Une rupture qui fragilise des exploitations locales
Le 3 septembre, Danone a officialisé la fin de sa collaboration avec l’usine de Ferrières‑en‑Bray, en Seine‑Maritime. La nouvelle a été reçue comme un choc par une douzaine d’éleveurs qui fournissaient du lait écrémé à l’usine. Pour ces producteurs, l’arrêt de la collecte engage des conséquences financières et organisationnelles immédiates.
Dans un communiqué, le syndicat Jeunes Agriculteurs de Seine‑Maritime a dénoncé une décision « un coup de poignard dans le dos », exprimant colère et inquiétude face à une rupture de contrat perçue comme brutale.

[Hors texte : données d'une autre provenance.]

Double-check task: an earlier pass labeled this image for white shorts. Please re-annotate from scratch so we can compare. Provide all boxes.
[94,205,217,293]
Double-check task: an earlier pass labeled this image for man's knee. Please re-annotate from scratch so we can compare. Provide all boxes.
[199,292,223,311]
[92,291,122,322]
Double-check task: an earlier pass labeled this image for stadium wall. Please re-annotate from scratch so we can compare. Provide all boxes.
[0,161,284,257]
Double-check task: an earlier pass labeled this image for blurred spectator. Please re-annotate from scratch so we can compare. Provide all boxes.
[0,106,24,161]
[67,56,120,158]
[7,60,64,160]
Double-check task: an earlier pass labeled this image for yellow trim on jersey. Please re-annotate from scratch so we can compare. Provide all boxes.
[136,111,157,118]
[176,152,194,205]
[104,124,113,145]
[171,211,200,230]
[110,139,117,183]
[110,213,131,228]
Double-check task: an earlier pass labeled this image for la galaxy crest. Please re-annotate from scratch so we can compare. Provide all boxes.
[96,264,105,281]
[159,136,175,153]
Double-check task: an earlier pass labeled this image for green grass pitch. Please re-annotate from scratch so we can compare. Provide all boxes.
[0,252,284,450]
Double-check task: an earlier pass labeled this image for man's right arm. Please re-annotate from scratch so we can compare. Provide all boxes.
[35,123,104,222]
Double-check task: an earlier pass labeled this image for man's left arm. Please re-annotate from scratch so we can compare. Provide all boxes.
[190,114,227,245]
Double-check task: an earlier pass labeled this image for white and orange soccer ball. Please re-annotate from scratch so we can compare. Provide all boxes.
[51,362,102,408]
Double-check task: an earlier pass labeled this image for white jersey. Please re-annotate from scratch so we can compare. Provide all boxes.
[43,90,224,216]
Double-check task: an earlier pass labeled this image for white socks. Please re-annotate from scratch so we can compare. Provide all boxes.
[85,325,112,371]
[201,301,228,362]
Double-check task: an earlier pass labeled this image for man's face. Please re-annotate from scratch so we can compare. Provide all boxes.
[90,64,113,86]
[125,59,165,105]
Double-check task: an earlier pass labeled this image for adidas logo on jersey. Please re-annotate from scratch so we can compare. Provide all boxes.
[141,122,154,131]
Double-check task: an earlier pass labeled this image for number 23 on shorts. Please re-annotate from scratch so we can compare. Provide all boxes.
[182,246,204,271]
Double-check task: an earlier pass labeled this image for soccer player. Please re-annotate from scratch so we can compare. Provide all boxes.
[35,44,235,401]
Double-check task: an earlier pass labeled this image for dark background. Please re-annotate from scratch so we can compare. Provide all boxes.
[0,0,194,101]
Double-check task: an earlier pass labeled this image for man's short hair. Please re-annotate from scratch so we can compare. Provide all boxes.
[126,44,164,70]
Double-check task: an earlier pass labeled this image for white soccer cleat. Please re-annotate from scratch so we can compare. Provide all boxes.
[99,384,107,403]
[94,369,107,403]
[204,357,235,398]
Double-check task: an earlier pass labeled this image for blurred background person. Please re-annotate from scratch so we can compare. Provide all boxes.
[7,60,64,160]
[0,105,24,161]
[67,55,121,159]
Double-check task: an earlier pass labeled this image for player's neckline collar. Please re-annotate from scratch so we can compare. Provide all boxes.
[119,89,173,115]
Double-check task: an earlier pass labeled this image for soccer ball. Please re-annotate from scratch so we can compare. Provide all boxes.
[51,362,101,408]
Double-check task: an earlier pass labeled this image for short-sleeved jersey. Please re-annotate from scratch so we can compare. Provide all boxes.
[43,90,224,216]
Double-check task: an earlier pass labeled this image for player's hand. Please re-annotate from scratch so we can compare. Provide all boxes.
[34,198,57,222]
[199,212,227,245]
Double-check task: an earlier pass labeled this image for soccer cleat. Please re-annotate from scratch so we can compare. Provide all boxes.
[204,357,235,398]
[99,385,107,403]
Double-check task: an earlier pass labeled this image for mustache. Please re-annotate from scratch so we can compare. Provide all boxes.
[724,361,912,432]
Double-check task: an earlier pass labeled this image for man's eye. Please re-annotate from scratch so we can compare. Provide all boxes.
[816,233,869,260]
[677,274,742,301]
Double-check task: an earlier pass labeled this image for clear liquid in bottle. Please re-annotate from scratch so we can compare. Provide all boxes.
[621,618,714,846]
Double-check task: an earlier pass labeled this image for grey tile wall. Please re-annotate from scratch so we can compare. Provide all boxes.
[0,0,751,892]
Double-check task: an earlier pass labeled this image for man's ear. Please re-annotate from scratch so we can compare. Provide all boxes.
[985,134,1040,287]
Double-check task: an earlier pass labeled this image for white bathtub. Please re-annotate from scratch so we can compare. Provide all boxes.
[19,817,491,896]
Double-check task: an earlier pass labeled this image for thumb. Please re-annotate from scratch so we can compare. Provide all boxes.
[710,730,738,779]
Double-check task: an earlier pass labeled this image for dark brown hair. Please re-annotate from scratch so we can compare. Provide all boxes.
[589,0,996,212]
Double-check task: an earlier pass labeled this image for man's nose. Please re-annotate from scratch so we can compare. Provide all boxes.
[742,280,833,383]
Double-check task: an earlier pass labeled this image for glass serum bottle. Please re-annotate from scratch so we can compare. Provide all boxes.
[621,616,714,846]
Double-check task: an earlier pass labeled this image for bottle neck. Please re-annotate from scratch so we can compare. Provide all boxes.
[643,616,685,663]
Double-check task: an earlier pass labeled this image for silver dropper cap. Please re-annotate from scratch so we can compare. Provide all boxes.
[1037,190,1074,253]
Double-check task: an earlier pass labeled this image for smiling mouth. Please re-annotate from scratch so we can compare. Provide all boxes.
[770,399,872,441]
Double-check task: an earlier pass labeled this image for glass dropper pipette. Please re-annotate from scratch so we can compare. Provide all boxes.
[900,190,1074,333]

« Un coup de poignard dans le dos »
Une stratégie industrielle pointée du doigt
Les explications avancées par certains représentants agricoles convergent vers une décision industrielle visant à standardiser les approvisionnements. François Moreau, trésorier de la Fédération nationale des producteurs de lait (FNPL) et producteur, évoque cette logique de standardisation comme moteur du choix du groupe. Selon Anatole Eudier, administrateur des Jeunes Agriculteurs de Seine‑Maritime, Danone ne souhaite plus que l’on « mélange du lait écrémé cru avec du lait entier dans la citerne du camion qui collecte ».
Quelles alternatives pour les producteurs concernés ?
Danone affirme avoir proposé aux producteurs affectés la possibilité de poursuivre une collaboration sous la forme de collecte de lait entier. Reste à savoir si cette option est économiquement viable pour les exploitations concernées et compatible avec leurs pratiques actuelles.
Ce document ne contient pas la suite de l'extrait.